In the meantime, I’m going to continue putting plastic bags over my head while smoking cigarettes and drinking hot coffee in moving vehicles with loud stereos and no seatbelts. That’s just the kind of guy I am.

7 Comments

  1. Comment by chrispy on January 28, 2005 1:15 pm

    wait…wait…what have you done with karl? who’s writing this blog?

    i didnt know you had a rebellious bone in your body! youve never seemed to be one of those people who would rock-the-boat, or question authority (-ies). are you just having a punk rock day? whos been influencing you with these thoughts?

    i wont even get into “my mother smoked and drank through her preganancy with me”. THAT explains a lot! LOL

  2. Comment by Underling on January 28, 2005 3:00 pm

    Edie: Why not just have a stupidity tax. Tax the stupid people.

    Patsy: LET THEM DIE!!!!

    One of the best AbFab lines ever!

  3. Comment by Will on January 28, 2005 3:50 pm

    The U.S. has become one of the most over-warned and over-regulated countries in the world. Also, one of the worst educated, thus the over-warning and over-regulation.

    In Europe it’s different. At the Pont du Gard, the great Roman aquaduct in the south of France, the mistral wind blows gales across the Mediterranean from Africa. You can walk in safety through the water channel at the top of the aquaduct a couple of hundred feet in the air but protected by the stone walls either side of you. Or, you can chin yourself on the stones and walk on the naerrow stone roof of the water channel where the wind is at its strongest. The French put a big warning sign at each end of the elevated, exposed section that says “Danger of Death” in several languages and then tells exactly how death can occur if you walk on top in words and in pictures. Then, it’s your choice.

    Each year a couple of people elect to walk across the top, are swept off by the wind and fall to their deaths in the rocky river bed below, while the vast majority of people walk safely in the water channel.
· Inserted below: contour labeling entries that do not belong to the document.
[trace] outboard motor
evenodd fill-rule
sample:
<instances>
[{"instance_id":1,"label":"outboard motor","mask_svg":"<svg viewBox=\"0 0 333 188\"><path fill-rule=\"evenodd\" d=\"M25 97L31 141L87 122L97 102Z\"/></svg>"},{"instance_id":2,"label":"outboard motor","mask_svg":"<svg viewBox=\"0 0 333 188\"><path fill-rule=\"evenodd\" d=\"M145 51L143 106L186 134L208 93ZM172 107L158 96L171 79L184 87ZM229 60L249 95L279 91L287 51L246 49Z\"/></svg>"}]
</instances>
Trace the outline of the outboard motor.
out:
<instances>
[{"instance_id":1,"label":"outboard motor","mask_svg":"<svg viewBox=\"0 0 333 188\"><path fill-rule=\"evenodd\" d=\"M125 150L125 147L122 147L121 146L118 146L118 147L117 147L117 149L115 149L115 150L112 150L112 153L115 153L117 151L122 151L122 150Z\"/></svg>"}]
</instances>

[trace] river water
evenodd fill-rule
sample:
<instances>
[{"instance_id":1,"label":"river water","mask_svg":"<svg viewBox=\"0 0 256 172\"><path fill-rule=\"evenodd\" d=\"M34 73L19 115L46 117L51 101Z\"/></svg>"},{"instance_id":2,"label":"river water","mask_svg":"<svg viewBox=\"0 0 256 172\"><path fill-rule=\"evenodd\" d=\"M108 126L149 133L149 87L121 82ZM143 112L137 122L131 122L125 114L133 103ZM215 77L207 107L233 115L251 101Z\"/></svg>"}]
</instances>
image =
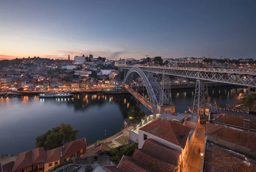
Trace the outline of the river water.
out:
<instances>
[{"instance_id":1,"label":"river water","mask_svg":"<svg viewBox=\"0 0 256 172\"><path fill-rule=\"evenodd\" d=\"M230 104L247 89L237 87L209 88L210 102ZM177 112L193 105L194 89L173 90L172 102ZM152 113L132 96L76 95L74 98L39 99L38 96L0 98L0 155L12 154L35 148L35 138L62 123L70 124L86 137L88 144L119 132L131 106L139 104Z\"/></svg>"}]
</instances>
The French government picks up the bodies, sends them home with a note of condolence, mentioning gently but firmly that monsieur or madamoiselle had been warned but had made an unfortunate personal choice. And it ends there. No scandal, no multi-million Euro law suits or parliamentary investigations. Seems kind of rational somehow.
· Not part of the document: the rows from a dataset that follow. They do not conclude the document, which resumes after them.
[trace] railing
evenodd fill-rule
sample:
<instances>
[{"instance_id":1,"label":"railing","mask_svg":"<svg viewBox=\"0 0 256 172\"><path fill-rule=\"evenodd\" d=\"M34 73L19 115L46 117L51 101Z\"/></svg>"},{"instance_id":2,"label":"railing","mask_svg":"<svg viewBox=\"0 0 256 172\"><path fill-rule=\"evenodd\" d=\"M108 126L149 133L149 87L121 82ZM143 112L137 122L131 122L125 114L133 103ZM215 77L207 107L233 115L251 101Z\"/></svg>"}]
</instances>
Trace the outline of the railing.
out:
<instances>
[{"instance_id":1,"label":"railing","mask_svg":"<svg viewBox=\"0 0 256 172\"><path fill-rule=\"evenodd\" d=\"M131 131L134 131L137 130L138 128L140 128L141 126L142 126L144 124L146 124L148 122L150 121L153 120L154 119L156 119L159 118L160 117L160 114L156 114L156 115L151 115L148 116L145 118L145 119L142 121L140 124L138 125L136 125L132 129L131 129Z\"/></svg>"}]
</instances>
  4. Comment by karyn on January 28, 2005 4:42 pm

    Gee Karl, maybe Denise would loan you an Estrogen patch. KIDDING. But calm down. You know perfectly well from a logical rational standpoint that society has those disclaimers on everything from plastic bags and coffee cups to soap (Directions: Unwrap, use like soap) and christmas lights (For Indoor or Outdoor use only. – as opposed to…?) to protect themselves from the LITIGIOUS among us. Being an employee of a law school I think this would be glaringly obvious to you. It’s Jim Sokolove, D’Oliveira and Morgan, Dane Schulman and those scheisters! Go after them! And Chris is right, your mom’s prenatal habits explain a great deal… KIDDING! KIDDING! DOWN BOY!

    Jeez. xxoo

  5. Comment by chrispy on January 28, 2005 5:00 pm

    BTW, we have a stupidity tax already. but we know it by a different name:

    LOTTO

    :OP

  6. Comment by Karl on January 28, 2005 5:07 pm

    Hey!?!?! My parents managed to win $200,000.00 on the lottery! And a year later my cousin won $100,000.00. And trust me, they didn’t spend $300,00.00 on lottery tickets before then won!

    Wishes can come true! LOL

  7. Comment by Thom on January 28, 2005 6:16 pm

    As a follow-up to Will’s comment, I remember years ago when I visited the Leaning Tower of Pisa. I was absolutely amazed that visitors were permitted to go up in the tower and walk out on those balconies that encircle each floor with nary a railing in sight. As I recall, there was a sign on the ground that pointed out that the tower was, you know, leaning, and therefore if you fell off it was not going to be the Italian government’s fault, but that was it. My first thought was how that would never in a million years be permitted in the United States!